Lighting fixtures play a critical role in tying together the overall look of a space. Whether it’s a bright white light bulb on top of a dresser that helps you achieve a flawless winged eyeliner each time or the reading lamp by your bedside, proper lighting for aesthetics, specific tasks and the overall ambience of your home is essential.
While lighting in your home can completely transform the mood of just about any room, proper placement and the use of the right lighting fixture is critical.
Are you setting up your new home or finally performing those much-needed upgrades? Taking the time to create a lighting plan can help ensure it looks spectacular.
Ready to get started? Here are some tips to help you design an effective lighting plan for your home.

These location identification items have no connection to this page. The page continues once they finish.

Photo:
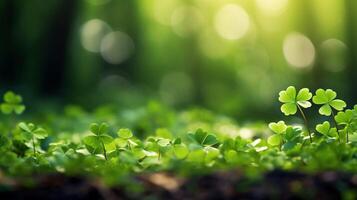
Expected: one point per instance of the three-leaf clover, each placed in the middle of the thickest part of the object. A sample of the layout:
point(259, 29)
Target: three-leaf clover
point(124, 139)
point(31, 132)
point(326, 98)
point(291, 101)
point(98, 139)
point(12, 103)
point(347, 119)
point(203, 138)
point(278, 128)
point(325, 129)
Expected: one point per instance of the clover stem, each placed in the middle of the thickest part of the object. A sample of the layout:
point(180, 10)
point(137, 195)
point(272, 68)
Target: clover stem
point(159, 156)
point(104, 151)
point(334, 120)
point(347, 134)
point(33, 145)
point(306, 123)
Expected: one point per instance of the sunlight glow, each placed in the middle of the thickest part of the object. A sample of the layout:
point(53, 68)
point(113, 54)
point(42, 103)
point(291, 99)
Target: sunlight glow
point(272, 7)
point(116, 47)
point(186, 20)
point(333, 52)
point(232, 22)
point(298, 50)
point(92, 33)
point(176, 88)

Understand the appearance of your home
Choosing the right set and style of lighting to illuminate your home is important. However, this doesn’t mean that you head straight for the lighting aisle at your local hardware store and add whatever you can find to your cart. Being able to identify the overall atmosphere and style of your home should be your first step towards establishing a cohesive lighting plan that will help transform your home into a glowing masterpiece.
We recommend spending a moment to identify the personal style of your family or housemates and property. Determine if a modern or maybe a more traditional approach would be best at gelling with the overall theme of your home, and develop your lighting plan around that idea.
Develop individual room by room plans
Draw a dedicated floor plan for each room in your home. We recommend that you sketch using a scale and include as many details about the space as possible. Indicate any windows, doors, and furniture or items that will be placed in the room. This will allow you to imagine how the room might look with a particular shade or style of lighting.
To help you understand this further, let’s take a standard living room for example.
Your living room is the space in your home where your family will most likely spend the majority of their time. Whether it involves catching up on an episode of everyone’s favourite Netflix series, playing board games, or surfing the internet, your living room is the centre of life in your home.
Having said that, for rooms where people will be spending long hours, choosing an approach that offers ample lighting to all sides of the room, establishes brightness in the space, avoids shadow formations, and potentially bounces off the walls and ceilings, without being too heavy on the eyes, can be an excellent choice.
For large living rooms, in particular, we recommend the use of a central lighting fixture paired with the use of smaller lighting elements, such as table lamps, spotlights and faux-cove lighting to light up the place. This approach is perfect for a wide variety of settings.
Similarly, other areas of your home such as your kitchen, bedroom and study all have unique needs when it comes to lighting.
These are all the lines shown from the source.